What is wrong with the above program. I don't have any idea about how to check the execution flow on Perl scripts. Kindly help me.
I'm completely new to Programming. I believe, learning all these would help me in changing my career path.
Thanks in Advance,
Vijay
<IFILE> reads one line from IFILE (only one because it's in scalar context). So while(<IFILE>) reads the first line, then the <IFILE> in list context within the while block reads the rest. What you want to do is:
# To read each line one by one:
while(!eof(IFILE)) { # check if end of file is reached instead of reading a line
my $line = <IFILE>; # scalar context, reads only one line
print OFILE $line;
}
# Or to read the whole file at once:
my #content = <IFILE>; # list context, read whole file
print OFILE #content;
The problem is that this line...
while(<IFILE>)
...reads one line from text3.txt, and then this line...
#var=<IFILE>;
...reads ALL of the remaining lines from text3.txt.
You can do it either way, by looping with while or all at once with #var=<IFILE>, but trying to do both won't work.
This is how I would have written the code in your question.
#!/usr/bin/perl
use warnings;
use strict;
use autodie;
# don't need to use "or die ..." when using the autodie module
open my $input, '<', 'text3.txt';
open my $output, '>', 'text4.txt';
while(<$input>){
my $lineno = $.;
print {$output} $_;
}
# both files get closed automatically when they go out of scope
# so no need to close them explicitly
I would recommend always putting use strict and use warnings at the beginning of all Perl files. At least until you know exactly why it is recommended.
I used autodie so that I didn't have to check the return value of open manually. ( autodie was added to Core in version 5.10.1 )
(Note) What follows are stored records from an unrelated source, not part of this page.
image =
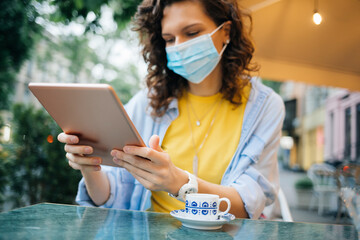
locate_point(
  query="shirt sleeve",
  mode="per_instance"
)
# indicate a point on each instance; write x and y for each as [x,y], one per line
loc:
[256,176]
[83,198]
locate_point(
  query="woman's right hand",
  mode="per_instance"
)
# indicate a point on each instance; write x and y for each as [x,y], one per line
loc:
[76,154]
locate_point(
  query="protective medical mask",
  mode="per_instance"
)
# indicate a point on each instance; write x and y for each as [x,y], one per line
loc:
[194,59]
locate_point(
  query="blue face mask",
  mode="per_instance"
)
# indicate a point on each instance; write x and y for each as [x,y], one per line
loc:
[194,59]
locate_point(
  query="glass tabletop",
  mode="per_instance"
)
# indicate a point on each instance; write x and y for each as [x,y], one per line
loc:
[56,221]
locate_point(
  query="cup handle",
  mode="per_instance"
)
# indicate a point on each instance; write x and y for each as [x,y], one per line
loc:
[228,203]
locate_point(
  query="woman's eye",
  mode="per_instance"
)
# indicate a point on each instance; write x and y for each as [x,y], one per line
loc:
[191,34]
[170,40]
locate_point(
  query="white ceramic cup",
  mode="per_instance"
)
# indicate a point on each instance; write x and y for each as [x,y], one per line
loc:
[204,206]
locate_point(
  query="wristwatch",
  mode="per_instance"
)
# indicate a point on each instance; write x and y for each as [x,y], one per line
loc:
[187,188]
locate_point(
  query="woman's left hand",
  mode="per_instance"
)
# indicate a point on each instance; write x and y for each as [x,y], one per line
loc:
[152,167]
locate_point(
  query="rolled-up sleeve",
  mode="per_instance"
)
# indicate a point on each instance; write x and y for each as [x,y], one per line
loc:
[254,173]
[83,198]
[255,191]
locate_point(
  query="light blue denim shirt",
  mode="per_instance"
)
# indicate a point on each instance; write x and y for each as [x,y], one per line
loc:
[253,170]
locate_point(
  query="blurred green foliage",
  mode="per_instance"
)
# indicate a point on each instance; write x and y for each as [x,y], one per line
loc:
[70,10]
[36,167]
[17,30]
[33,170]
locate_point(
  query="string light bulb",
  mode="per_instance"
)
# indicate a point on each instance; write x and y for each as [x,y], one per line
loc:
[316,16]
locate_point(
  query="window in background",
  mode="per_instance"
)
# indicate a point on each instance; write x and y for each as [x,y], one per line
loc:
[347,153]
[358,132]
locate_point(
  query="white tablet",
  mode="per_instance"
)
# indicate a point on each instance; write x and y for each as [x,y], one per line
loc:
[93,112]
I used the three argument form of open because it is more robust.
It is important to note that while (<$input>){ ... } gets transformed into while (defined($_ = <$input>)){ ... } by the compiler. Which means that the current line is in the $_ variable.
I also used the special $. variable to get the current line number, rather than trying to keep track of the number myself.
There is a couple of questions you might want to think about, if you are strictly copying a file you could use File::Copy module.
If you are going to process the input before writing it out, you might also consider whether you want to keep both files open at the same time or instead read the whole content of the first file (into memory) first, and then write it to the outfile.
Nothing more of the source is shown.